For samples other than serum and plasma, add a DPP-IV inhibitor (0.1 mM final concentration, not provided) and aprotinin (1,000 KIU/mL final concentration) and use immediately or freeze at –70 °C.
Samples with hemolysis or significant lipemia may hinder accurate measurements.

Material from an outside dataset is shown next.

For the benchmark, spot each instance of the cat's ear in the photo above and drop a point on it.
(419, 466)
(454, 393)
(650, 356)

Repeated freezing and thawing of samples is not recommended. After thawing, centrifuge samples at 2,000 × g for 3 minutes to remove particulates before use in the assay. If the samples are clear and no particulates are visible, you may not need to centrifuge. Hold on wet ice or 2–8 °C until processed and used in the assay.
Dilute Samples
Depending on the sample set under investigation, dilution may be necessary. At least a two-fold dilution of serum and plasma is recommended to reduce matrix effects. Metabolic Assay Working Solution should be used for sample dilution. The dilution factor for the given sample type may need to be optimized.
Note
For BAFF, the concentrations in normal serum and EDTA plasma may exceed the standard working range of the assays. Refer to the product-specific datasheets for additional information.
Wash Buffer
Prepare a 1X working solution by diluting the 20X stock with deionized water.
Read Buffer
MSD provides MSD GOLD Read Buffer B ready to use. Do not dilute.
Safety warnings
Safety
Use safe laboratory practices: wear gloves, safety glasses, and lab coats when handling assay components. Handle and dispose of all hazardous samples properly in accordance with local, state, and federal guidelines.
Additional product-specific safety information is available in the applicable safety data sheet(s) (SDS), which can be obtained from MSD Customer Service or at www.mesoscale.com.